I went to check out what it was heaps of birds were making a fuss about out in the paddock. At first I couldn't see anything then the lizard head appeared amongst the grass. At that stage I didn't realise it was in its last moments and pulled the grass aside to see what it was. Then I discovered the python wrapped around it.

Can anyone ID the lizard for me?


----------



## waruikazi (Nov 10, 2010)

Looks like a spotted tree monitor to me. Where are you? Will make the ID easier.


----------



## nathancl (Nov 10, 2010)

the lizard is a Varanus tristis looking at it i would assume you are somewhere in central queensland?


----------



## TrevorJ (Nov 10, 2010)

Thanks Nathan, I am in the North Burnett region of Queensland just South of Eidsvold, about 2.5hrs in from the coast.


----------



## TrevorJ (Nov 10, 2010)

Thank s warukazi I think that given my location you are probably right with the IDhttp://www.aussiepythons.com/forum/member/waruikazi-1380/


----------



## nathancl (Nov 10, 2010)

spot on! both spotteds and tristis are really common in your area. the tristis there are tristis orientalis and rarely exceed 40 cm total length, the males tend to get a very bright yellow flush on their throats aswell.

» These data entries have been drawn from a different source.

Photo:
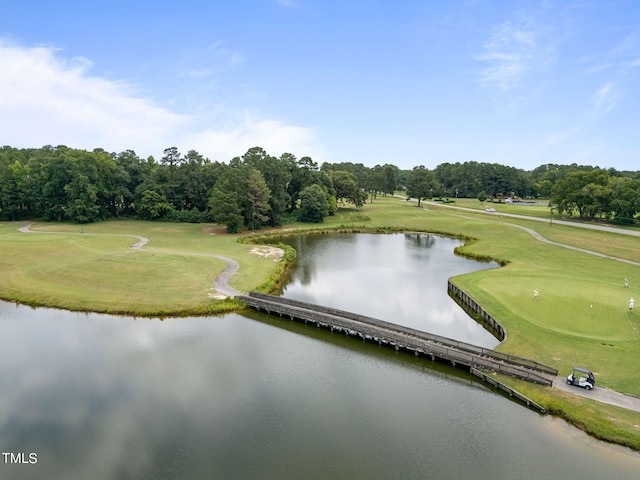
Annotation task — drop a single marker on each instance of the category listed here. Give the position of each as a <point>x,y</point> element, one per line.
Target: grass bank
<point>581,316</point>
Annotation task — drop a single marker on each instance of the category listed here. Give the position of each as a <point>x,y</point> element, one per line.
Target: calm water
<point>400,278</point>
<point>260,397</point>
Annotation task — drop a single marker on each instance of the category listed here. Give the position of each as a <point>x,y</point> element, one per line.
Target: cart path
<point>540,238</point>
<point>221,283</point>
<point>600,394</point>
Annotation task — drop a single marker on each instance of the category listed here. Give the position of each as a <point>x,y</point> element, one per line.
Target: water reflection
<point>230,397</point>
<point>259,396</point>
<point>400,278</point>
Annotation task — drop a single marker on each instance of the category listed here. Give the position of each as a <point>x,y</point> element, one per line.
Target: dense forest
<point>257,189</point>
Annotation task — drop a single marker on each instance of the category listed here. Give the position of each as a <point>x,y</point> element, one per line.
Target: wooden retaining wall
<point>510,391</point>
<point>420,343</point>
<point>476,311</point>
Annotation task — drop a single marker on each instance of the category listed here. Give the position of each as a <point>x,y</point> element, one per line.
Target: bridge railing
<point>411,338</point>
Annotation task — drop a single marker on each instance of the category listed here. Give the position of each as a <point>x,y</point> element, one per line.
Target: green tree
<point>346,188</point>
<point>225,207</point>
<point>421,184</point>
<point>314,205</point>
<point>258,199</point>
<point>154,205</point>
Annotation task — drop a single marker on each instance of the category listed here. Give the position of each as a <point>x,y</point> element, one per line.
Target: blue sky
<point>520,83</point>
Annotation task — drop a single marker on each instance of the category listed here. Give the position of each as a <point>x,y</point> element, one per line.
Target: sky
<point>407,82</point>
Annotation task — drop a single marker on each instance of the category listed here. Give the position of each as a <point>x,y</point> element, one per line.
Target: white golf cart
<point>581,377</point>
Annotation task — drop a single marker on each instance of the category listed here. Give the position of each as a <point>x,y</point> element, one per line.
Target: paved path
<point>599,394</point>
<point>220,283</point>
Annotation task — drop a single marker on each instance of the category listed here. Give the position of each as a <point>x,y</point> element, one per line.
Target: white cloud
<point>49,100</point>
<point>604,100</point>
<point>246,132</point>
<point>512,52</point>
<point>46,99</point>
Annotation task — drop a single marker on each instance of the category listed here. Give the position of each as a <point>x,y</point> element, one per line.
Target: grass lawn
<point>581,316</point>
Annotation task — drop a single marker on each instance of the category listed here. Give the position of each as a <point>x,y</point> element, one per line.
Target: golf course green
<point>580,317</point>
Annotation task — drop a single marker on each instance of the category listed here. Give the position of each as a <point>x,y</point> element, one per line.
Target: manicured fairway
<point>580,317</point>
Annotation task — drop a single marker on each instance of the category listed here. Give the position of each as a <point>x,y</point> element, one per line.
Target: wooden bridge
<point>479,360</point>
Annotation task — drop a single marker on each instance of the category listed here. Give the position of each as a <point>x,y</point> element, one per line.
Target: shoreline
<point>274,281</point>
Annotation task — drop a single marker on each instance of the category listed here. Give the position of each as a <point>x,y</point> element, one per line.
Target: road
<point>598,394</point>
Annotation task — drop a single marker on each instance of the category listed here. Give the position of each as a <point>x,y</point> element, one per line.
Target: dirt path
<point>221,282</point>
<point>598,394</point>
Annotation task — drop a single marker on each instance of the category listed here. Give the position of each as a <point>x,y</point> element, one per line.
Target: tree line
<point>258,189</point>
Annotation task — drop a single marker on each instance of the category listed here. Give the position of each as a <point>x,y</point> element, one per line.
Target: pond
<point>258,396</point>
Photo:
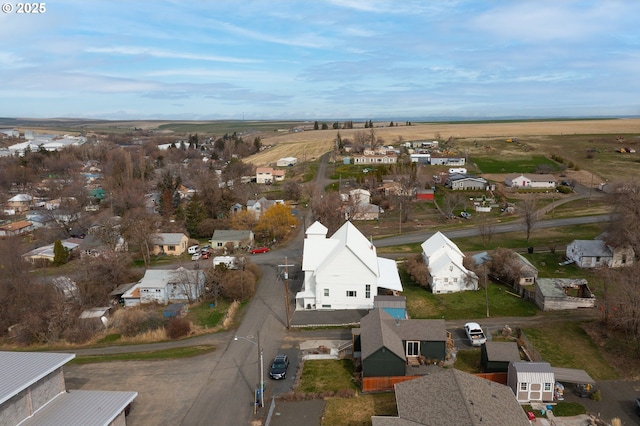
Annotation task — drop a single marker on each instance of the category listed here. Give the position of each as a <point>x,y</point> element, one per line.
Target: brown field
<point>569,139</point>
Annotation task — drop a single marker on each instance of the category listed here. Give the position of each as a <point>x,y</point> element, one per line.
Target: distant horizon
<point>413,60</point>
<point>398,120</point>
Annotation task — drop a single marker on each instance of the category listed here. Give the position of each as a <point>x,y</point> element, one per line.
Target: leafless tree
<point>505,265</point>
<point>139,231</point>
<point>625,302</point>
<point>327,208</point>
<point>487,229</point>
<point>450,202</point>
<point>239,285</point>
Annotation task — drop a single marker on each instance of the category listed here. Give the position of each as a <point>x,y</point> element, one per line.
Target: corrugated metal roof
<point>82,408</point>
<point>18,370</point>
<point>534,372</point>
<point>170,239</point>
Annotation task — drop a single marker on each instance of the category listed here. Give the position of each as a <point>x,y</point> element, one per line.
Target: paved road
<point>218,388</point>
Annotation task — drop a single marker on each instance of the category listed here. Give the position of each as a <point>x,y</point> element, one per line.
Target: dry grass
<point>315,143</point>
<point>358,410</point>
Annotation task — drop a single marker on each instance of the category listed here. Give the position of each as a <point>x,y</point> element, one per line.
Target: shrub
<point>177,328</point>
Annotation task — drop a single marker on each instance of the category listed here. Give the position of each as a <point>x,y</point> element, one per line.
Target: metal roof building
<point>32,392</point>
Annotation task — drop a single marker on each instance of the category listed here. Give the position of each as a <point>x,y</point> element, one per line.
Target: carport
<point>572,375</point>
<point>584,384</point>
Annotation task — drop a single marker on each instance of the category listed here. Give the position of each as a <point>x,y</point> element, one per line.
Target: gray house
<point>237,238</point>
<point>594,253</point>
<point>446,397</point>
<point>391,347</point>
<point>496,356</point>
<point>563,293</point>
<point>32,392</point>
<point>464,182</point>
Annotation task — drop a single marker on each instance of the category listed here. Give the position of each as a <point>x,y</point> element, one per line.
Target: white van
<point>228,261</point>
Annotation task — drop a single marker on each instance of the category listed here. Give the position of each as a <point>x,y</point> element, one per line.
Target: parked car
<point>475,334</point>
<point>279,367</point>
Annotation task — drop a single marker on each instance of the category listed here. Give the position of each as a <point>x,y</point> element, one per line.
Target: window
<point>413,348</point>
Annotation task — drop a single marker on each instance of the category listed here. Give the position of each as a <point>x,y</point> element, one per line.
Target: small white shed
<point>531,381</point>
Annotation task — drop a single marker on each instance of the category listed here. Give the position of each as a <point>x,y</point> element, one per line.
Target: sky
<point>320,59</point>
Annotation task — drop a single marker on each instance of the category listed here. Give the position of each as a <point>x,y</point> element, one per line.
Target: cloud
<point>165,54</point>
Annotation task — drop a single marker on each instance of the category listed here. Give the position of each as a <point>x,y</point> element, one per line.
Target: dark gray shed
<point>496,356</point>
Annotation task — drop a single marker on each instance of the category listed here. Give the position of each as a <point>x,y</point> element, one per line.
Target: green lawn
<point>204,315</point>
<point>319,376</point>
<point>421,303</point>
<point>185,352</point>
<point>357,411</point>
<point>468,361</point>
<point>566,344</point>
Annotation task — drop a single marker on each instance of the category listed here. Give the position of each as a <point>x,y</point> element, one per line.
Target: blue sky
<point>321,59</point>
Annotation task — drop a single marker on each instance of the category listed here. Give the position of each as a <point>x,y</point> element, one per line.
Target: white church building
<point>343,271</point>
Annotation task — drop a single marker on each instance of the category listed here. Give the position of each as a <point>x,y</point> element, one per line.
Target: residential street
<point>218,388</point>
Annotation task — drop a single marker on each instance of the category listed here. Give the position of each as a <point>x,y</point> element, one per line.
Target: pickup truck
<point>475,334</point>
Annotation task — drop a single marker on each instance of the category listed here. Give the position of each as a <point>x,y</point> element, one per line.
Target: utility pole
<point>261,371</point>
<point>286,289</point>
<point>486,288</point>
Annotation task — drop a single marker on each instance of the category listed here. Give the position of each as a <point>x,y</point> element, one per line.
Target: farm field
<point>588,144</point>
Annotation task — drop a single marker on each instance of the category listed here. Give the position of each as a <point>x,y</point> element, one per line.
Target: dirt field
<point>312,144</point>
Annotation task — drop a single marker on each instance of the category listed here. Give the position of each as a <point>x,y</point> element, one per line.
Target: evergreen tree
<point>194,214</point>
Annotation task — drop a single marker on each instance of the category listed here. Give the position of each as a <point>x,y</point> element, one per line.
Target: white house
<point>287,162</point>
<point>166,286</point>
<point>447,274</point>
<point>268,175</point>
<point>258,207</point>
<point>531,381</point>
<point>530,181</point>
<point>343,271</point>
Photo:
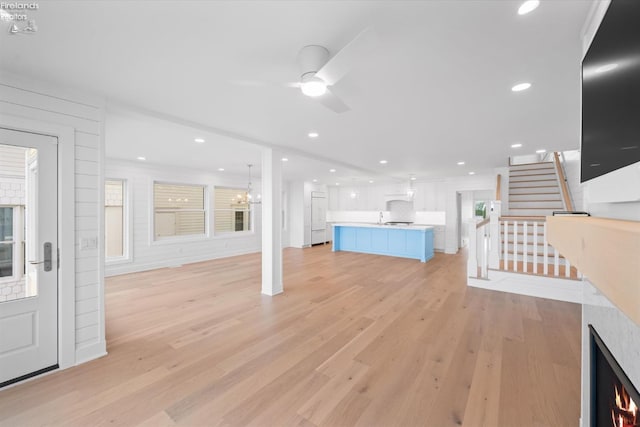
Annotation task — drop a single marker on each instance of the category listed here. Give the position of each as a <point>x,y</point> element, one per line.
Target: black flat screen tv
<point>611,93</point>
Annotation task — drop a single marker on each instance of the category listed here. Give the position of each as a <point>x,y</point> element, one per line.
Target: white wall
<point>571,166</point>
<point>147,254</point>
<point>83,115</point>
<point>436,195</point>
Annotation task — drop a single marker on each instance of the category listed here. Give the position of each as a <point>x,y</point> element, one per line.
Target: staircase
<point>534,193</point>
<point>534,190</point>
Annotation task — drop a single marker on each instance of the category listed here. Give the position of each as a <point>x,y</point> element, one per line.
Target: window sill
<point>233,234</point>
<point>117,261</point>
<point>170,240</point>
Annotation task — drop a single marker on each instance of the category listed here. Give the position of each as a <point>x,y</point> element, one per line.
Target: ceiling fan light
<point>313,87</point>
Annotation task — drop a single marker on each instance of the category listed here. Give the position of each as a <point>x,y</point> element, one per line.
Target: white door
<point>318,218</point>
<point>28,255</point>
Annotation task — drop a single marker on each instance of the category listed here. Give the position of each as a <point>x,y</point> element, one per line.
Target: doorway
<point>28,255</point>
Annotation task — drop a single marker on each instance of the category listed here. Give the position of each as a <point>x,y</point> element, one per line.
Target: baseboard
<point>86,353</point>
<point>132,267</point>
<point>536,286</point>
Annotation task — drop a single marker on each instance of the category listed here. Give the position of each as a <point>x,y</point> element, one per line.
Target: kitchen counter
<point>376,225</point>
<point>406,241</point>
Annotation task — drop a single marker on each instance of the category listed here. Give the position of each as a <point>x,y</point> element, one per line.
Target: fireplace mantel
<point>606,251</point>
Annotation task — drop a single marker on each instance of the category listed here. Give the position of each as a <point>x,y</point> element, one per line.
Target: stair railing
<point>519,243</point>
<point>566,197</point>
<point>479,248</point>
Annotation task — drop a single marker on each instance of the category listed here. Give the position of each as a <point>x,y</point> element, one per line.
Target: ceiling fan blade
<point>343,61</point>
<point>332,102</point>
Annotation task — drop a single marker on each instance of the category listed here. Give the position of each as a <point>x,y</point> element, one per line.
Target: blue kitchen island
<point>406,241</point>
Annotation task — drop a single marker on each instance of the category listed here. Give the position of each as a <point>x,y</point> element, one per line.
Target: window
<point>6,242</point>
<point>179,210</point>
<point>114,219</point>
<point>232,212</point>
<point>11,243</point>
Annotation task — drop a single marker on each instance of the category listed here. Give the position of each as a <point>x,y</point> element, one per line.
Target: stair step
<point>535,205</point>
<point>553,189</point>
<point>521,218</point>
<point>539,270</point>
<point>535,179</point>
<point>519,233</point>
<point>543,197</point>
<point>529,185</point>
<point>524,211</point>
<point>521,242</point>
<point>534,172</point>
<point>531,165</point>
<point>530,253</point>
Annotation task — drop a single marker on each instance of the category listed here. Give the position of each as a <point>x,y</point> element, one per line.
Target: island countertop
<point>405,241</point>
<point>382,226</point>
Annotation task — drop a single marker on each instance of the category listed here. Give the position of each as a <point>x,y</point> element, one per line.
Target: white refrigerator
<point>318,217</point>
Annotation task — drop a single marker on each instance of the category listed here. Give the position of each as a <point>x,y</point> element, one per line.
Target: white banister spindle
<point>494,235</point>
<point>535,247</point>
<point>515,245</point>
<point>545,250</point>
<point>483,251</point>
<point>525,250</point>
<point>505,246</point>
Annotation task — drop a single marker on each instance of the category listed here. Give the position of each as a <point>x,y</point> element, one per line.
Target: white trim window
<point>179,210</point>
<point>12,266</point>
<point>115,220</point>
<point>232,210</point>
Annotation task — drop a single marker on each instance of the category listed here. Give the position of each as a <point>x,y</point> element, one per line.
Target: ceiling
<point>435,91</point>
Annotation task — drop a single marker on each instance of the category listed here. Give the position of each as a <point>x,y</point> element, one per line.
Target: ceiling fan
<point>319,70</point>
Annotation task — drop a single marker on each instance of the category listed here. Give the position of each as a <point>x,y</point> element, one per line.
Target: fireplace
<point>614,399</point>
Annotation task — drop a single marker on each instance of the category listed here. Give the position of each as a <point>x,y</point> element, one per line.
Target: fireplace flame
<point>625,414</point>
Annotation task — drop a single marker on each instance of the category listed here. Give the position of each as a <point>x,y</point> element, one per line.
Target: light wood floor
<point>356,339</point>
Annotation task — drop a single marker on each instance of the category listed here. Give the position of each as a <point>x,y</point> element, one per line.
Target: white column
<point>271,222</point>
<point>494,233</point>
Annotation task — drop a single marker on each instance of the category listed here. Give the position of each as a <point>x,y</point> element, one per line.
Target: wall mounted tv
<point>611,92</point>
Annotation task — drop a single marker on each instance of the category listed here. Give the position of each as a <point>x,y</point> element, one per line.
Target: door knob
<point>47,258</point>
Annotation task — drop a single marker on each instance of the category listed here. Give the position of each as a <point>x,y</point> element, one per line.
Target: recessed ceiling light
<point>528,6</point>
<point>313,86</point>
<point>521,86</point>
<point>606,68</point>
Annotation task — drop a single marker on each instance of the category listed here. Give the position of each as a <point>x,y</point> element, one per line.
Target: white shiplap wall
<point>146,254</point>
<point>44,103</point>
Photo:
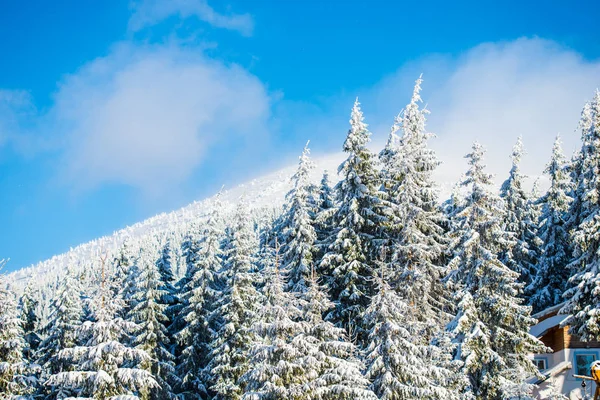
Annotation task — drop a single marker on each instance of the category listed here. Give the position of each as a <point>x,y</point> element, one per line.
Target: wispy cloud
<point>146,117</point>
<point>150,12</point>
<point>492,93</point>
<point>15,108</point>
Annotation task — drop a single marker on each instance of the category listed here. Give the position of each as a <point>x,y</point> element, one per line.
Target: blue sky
<point>113,111</point>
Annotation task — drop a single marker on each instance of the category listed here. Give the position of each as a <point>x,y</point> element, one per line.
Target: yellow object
<point>595,372</point>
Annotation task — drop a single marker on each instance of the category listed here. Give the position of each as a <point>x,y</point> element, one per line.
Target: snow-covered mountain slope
<point>265,192</point>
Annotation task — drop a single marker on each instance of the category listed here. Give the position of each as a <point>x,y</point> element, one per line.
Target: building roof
<point>538,330</point>
<point>549,310</point>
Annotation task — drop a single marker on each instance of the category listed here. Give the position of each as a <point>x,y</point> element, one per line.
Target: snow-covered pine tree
<point>29,307</point>
<point>279,368</point>
<point>347,264</point>
<point>126,273</point>
<point>199,296</point>
<point>167,279</point>
<point>150,334</point>
<point>519,220</point>
<point>298,247</point>
<point>399,365</point>
<point>583,298</point>
<point>579,185</point>
<point>336,369</point>
<point>416,223</point>
<point>237,310</point>
<point>492,325</point>
<point>14,371</point>
<point>62,329</point>
<point>552,273</point>
<point>105,366</point>
<point>325,210</point>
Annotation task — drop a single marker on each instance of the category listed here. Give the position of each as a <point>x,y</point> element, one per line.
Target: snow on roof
<point>548,310</point>
<point>552,372</point>
<point>540,329</point>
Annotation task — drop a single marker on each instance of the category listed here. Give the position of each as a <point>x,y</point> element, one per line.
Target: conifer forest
<point>367,285</point>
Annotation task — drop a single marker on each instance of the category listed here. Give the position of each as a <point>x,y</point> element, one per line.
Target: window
<point>540,363</point>
<point>582,363</point>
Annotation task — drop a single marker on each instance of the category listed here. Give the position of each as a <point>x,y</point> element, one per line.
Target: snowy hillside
<point>261,193</point>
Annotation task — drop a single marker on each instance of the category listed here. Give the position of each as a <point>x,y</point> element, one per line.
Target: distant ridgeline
<point>366,288</point>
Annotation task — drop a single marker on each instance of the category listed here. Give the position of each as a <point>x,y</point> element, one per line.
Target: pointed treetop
<point>358,135</point>
<point>416,97</point>
<point>517,152</point>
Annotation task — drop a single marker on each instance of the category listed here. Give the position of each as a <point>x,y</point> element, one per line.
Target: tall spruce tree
<point>416,223</point>
<point>552,274</point>
<point>299,232</point>
<point>357,235</point>
<point>65,320</point>
<point>149,314</point>
<point>583,298</point>
<point>519,220</point>
<point>126,273</point>
<point>492,325</point>
<point>199,296</point>
<point>15,379</point>
<point>278,362</point>
<point>398,364</point>
<point>237,311</point>
<point>105,366</point>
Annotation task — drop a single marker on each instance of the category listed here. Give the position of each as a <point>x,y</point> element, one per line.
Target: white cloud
<point>529,87</point>
<point>15,107</point>
<point>492,93</point>
<point>150,12</point>
<point>146,117</point>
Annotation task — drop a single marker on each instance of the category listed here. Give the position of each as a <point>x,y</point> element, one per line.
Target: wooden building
<point>570,356</point>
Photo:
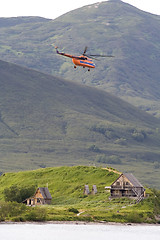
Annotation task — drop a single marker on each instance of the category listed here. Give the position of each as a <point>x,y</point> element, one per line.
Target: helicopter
<point>83,60</point>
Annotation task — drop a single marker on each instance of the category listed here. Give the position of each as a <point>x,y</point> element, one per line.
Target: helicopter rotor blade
<point>85,50</point>
<point>93,55</point>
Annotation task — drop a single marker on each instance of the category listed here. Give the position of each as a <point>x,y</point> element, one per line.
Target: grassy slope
<point>47,121</point>
<point>110,27</point>
<point>66,185</point>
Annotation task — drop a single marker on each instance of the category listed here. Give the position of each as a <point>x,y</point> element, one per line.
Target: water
<point>78,232</point>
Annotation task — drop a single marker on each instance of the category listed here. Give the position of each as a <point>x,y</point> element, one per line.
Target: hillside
<point>47,121</point>
<point>66,185</point>
<point>111,27</point>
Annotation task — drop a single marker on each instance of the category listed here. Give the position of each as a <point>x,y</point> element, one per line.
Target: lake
<point>25,231</point>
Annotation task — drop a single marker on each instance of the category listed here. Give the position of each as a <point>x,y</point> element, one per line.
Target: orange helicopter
<point>84,60</point>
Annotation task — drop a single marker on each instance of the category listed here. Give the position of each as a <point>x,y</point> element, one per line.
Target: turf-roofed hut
<point>126,185</point>
<point>42,196</point>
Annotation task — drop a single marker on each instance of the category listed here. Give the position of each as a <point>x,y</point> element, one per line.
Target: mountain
<point>47,121</point>
<point>111,27</point>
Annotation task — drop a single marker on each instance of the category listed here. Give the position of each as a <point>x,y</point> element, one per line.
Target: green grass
<point>117,28</point>
<point>66,186</point>
<point>46,121</point>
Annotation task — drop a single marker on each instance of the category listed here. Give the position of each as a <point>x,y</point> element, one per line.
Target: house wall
<point>122,187</point>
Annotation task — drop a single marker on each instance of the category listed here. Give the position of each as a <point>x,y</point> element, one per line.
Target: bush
<point>15,194</point>
<point>74,210</point>
<point>11,209</point>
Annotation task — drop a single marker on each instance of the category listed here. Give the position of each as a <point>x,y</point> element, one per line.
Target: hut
<point>42,196</point>
<point>86,190</point>
<point>126,185</point>
<point>94,190</point>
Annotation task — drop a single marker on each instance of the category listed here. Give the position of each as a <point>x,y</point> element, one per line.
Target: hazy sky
<point>54,8</point>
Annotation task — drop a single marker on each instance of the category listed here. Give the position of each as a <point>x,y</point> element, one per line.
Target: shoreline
<point>82,223</point>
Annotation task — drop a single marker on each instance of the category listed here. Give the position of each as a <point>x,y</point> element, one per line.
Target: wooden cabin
<point>42,196</point>
<point>126,185</point>
<point>86,190</point>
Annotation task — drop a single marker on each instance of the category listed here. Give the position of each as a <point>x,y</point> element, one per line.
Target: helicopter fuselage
<point>83,62</point>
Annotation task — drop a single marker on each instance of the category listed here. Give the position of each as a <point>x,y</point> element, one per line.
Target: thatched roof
<point>45,193</point>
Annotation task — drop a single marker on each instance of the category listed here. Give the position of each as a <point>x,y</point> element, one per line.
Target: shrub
<point>15,194</point>
<point>74,210</point>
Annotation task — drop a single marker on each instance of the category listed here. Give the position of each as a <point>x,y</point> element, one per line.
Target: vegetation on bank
<point>66,185</point>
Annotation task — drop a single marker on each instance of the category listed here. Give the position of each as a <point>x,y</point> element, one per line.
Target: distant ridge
<point>47,121</point>
<point>111,27</point>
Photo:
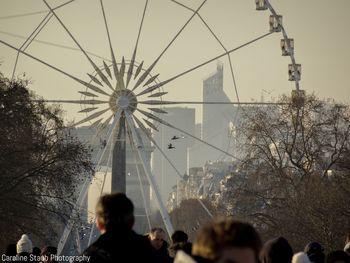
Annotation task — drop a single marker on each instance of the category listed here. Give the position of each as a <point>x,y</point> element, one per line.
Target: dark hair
<point>11,250</point>
<point>212,238</point>
<point>277,250</point>
<point>338,255</point>
<point>179,236</point>
<point>314,251</point>
<point>156,229</point>
<point>347,239</point>
<point>115,211</point>
<point>36,251</point>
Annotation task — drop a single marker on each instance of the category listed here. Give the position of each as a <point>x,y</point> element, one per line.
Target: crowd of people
<point>221,241</point>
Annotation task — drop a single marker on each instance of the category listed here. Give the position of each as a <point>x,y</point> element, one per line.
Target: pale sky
<point>319,28</point>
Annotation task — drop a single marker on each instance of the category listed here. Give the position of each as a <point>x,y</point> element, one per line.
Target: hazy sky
<point>319,28</point>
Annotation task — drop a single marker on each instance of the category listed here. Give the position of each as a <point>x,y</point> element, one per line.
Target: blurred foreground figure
<point>118,242</point>
<point>157,240</point>
<point>277,250</point>
<point>224,241</point>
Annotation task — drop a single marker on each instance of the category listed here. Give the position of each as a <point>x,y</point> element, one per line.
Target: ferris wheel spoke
<point>88,85</point>
<point>132,62</point>
<point>164,102</point>
<point>117,75</point>
<point>88,110</point>
<point>91,117</point>
<point>185,6</point>
<point>146,73</point>
<point>156,86</point>
<point>30,39</point>
<point>90,102</point>
<point>96,68</point>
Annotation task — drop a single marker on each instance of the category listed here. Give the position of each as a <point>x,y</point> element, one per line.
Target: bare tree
<point>41,166</point>
<point>294,178</point>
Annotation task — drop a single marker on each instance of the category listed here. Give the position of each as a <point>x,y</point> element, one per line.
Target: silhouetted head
<point>113,212</point>
<point>227,241</point>
<point>179,236</point>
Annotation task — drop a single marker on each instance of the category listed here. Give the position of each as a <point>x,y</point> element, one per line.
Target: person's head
<point>300,257</point>
<point>347,244</point>
<point>226,241</point>
<point>179,236</point>
<point>338,256</point>
<point>24,245</point>
<point>347,239</point>
<point>47,252</point>
<point>114,211</point>
<point>314,251</point>
<point>11,250</point>
<point>157,237</point>
<point>36,251</point>
<point>276,250</point>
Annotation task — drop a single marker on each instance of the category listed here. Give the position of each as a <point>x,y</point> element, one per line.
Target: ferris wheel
<point>128,60</point>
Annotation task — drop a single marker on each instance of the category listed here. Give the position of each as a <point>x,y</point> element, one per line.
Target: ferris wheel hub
<point>123,99</point>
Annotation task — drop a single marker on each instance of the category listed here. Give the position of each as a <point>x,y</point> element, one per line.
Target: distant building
<point>201,182</point>
<point>166,176</point>
<point>135,174</point>
<point>216,121</point>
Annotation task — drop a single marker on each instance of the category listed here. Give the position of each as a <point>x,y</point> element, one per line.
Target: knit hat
<point>24,245</point>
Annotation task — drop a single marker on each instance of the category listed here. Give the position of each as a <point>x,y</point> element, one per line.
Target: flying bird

great picture and interesting find. would have been better if it was a pale headed snake eating it! (also fairly common in your area).

thanks


----------



## nathancl (Nov 10, 2010)

TrevorJ said:


> Thank s warukazi I think that given my location you are probably right with the IDhttp://www.aussiepythons.com/forum/member/waruikazi-1380/




scalaris arent found for another 6-700 ks north of you


----------



## FAY (Nov 10, 2010)

Great pic Trevor!


----------



## TrevorJ (Nov 10, 2010)

Some more shots, can't believe that when it finally finished the lizard it decided I was possibly a next meal. It came right over to me, reared up and tasted both of my legs and then decided I wasn't edible and crawled off between my feet into the long grass.


----------



## pythons73 (Nov 10, 2010)

Fantastic photos Trev.....awesome animals to match...Thats Mother Nature...


----------



## thals (Nov 10, 2010)

Great capture! Spotteds are such hogs, everything is edible omnomnom


----------



## cris (Nov 10, 2010)

Nice find there. Lizards are much better at fitting into snakes than rodents, they cant eat stuff well over half their weight(probably even equal to their own weight) without any hassles.


----------



## TrevorJ (Nov 10, 2010)

Thanks everyone, this snake actually turned up a couple of hours later at the door of my house and while it was possible to see the bulge caused by the lizard it was barely larger than the circumference of the rest of her by that time.


----------



## da_donkey (Nov 10, 2010)

great find and very caring of the little guy to put on a daytime feed for you.


----------